Raven’s Book Of The Year : JOHN VERCHER- THREE-FIFTHS
“The reader is taken on a poignant and disturbing ride through the ills of urban America and the racial tension that has always blighted America and led to continuing division and disparity…Few books move me to tears, but there was a definite’ oh there’s something in my eye’ moment at the close of this. Three-Fifths is astonishing, important, hugely poignant and very highly recommended.”
Like other bloggers, I’m sure it’s always tricky to narrow down your Top 10 of the Year to a Top 10, so would like to include these as books that oh so nearly made the list, and definitely ones that you should seek out.
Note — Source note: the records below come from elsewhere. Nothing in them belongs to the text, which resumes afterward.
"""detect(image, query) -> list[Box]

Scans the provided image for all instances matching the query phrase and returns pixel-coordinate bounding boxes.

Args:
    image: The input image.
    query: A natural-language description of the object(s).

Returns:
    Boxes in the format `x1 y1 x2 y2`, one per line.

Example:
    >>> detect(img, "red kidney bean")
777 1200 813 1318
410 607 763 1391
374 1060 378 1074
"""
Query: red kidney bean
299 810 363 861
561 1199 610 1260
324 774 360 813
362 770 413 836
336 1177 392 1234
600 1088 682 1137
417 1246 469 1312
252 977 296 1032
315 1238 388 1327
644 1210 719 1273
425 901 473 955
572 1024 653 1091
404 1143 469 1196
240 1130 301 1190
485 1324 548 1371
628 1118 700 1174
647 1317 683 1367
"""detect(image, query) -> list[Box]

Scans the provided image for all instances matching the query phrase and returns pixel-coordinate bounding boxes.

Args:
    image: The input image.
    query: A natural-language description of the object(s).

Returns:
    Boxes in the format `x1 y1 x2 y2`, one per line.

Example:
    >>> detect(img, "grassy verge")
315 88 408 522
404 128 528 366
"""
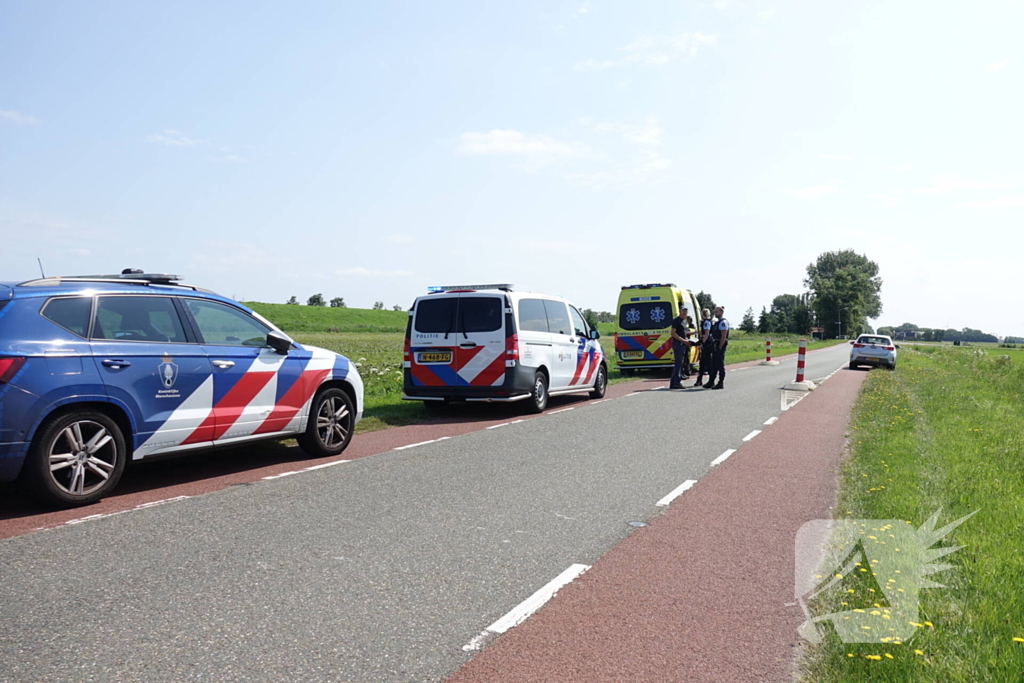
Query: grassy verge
800 346 1024 681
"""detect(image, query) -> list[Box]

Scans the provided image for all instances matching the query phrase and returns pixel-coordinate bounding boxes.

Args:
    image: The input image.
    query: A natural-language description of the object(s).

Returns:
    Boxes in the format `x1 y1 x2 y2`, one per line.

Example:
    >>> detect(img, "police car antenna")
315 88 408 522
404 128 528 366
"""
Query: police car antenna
37 257 45 278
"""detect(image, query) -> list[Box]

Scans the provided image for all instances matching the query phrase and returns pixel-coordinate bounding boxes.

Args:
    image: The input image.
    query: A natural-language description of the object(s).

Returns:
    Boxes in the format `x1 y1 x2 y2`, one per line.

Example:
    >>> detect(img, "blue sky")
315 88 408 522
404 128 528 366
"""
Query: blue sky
2 1 1021 335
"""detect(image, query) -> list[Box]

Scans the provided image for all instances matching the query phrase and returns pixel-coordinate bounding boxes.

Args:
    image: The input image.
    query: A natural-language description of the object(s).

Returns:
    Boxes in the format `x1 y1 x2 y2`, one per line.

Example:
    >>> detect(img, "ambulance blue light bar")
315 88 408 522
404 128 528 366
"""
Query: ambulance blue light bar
621 283 676 290
427 283 515 293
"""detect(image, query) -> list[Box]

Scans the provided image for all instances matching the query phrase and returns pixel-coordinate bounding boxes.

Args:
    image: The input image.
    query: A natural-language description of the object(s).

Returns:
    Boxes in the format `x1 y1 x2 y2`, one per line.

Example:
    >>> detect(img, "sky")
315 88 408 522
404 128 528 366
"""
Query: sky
2 1 1021 336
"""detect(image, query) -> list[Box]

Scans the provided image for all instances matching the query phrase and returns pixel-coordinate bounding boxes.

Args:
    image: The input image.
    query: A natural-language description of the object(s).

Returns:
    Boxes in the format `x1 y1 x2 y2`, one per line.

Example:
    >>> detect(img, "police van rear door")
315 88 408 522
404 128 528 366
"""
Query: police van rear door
452 294 507 387
408 294 460 387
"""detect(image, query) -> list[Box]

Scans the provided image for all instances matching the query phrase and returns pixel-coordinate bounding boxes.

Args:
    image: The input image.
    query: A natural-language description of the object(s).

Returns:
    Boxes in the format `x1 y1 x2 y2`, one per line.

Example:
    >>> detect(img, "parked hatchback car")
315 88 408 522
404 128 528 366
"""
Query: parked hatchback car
0 271 363 507
402 284 607 413
849 334 898 370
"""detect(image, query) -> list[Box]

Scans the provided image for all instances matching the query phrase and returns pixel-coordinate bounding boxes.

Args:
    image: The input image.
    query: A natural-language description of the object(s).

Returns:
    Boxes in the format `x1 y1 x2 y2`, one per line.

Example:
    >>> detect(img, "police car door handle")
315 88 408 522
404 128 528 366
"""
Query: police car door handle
101 359 130 369
212 360 235 368
459 342 477 348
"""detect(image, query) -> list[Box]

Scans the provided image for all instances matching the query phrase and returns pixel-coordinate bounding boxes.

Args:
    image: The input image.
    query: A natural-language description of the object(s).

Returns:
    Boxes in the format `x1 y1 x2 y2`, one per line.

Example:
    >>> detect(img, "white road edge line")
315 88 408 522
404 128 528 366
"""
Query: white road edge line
656 479 698 507
623 392 640 398
590 399 609 405
134 495 191 509
302 460 350 472
764 416 779 426
486 422 510 430
462 563 591 651
393 436 451 451
548 407 575 414
742 430 761 442
711 448 736 466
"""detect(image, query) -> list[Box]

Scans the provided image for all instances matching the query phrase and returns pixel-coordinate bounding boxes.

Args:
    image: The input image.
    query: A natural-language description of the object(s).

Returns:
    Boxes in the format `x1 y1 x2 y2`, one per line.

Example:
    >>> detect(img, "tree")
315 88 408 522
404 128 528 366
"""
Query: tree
372 301 384 310
757 307 774 334
696 291 715 315
805 250 883 338
740 308 756 333
330 297 346 308
392 304 403 311
582 308 601 330
597 310 616 323
307 293 326 307
286 296 299 305
772 310 791 334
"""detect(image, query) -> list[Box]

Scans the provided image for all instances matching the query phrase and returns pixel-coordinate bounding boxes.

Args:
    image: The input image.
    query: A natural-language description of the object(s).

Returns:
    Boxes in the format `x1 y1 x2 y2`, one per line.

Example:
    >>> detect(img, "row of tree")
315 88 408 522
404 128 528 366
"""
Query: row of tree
286 294 402 311
876 323 1000 343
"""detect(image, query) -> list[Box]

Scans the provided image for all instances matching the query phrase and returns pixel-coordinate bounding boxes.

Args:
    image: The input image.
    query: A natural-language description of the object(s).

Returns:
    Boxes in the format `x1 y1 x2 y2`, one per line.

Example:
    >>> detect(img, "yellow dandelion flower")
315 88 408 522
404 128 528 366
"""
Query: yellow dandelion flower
924 621 934 628
884 653 894 659
865 654 882 661
1013 637 1024 643
915 649 924 656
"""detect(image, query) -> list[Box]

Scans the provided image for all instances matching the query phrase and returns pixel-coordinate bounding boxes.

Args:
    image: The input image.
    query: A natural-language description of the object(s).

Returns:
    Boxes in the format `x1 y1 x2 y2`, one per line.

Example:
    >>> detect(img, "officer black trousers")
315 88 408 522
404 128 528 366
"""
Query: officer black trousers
697 343 716 382
710 342 728 385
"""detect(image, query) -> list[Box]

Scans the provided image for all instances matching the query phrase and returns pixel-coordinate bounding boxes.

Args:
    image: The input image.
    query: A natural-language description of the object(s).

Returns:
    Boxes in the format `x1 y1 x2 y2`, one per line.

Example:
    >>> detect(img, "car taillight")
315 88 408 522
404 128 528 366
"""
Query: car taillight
403 336 411 360
884 346 895 351
852 343 865 348
506 333 520 363
0 357 26 384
So in no particular order they are… Amy Engel- The Familiar Dark, Russell Day- King Of The Crows, Iain Maitland- The Scribbler, Gabriel Bergmoser- The Hunted, Lesley Kelly- The Health Of Strangers,Rod Reynolds- Blood Red City Enjoy!
I hope you’ve also discovered some amazing books, from debut authors, established authors or just something different that has challenged, moved or entertained you. See you on the other side everyone, and fingers crossed that next year gives itself a good shake and is a better one for us all!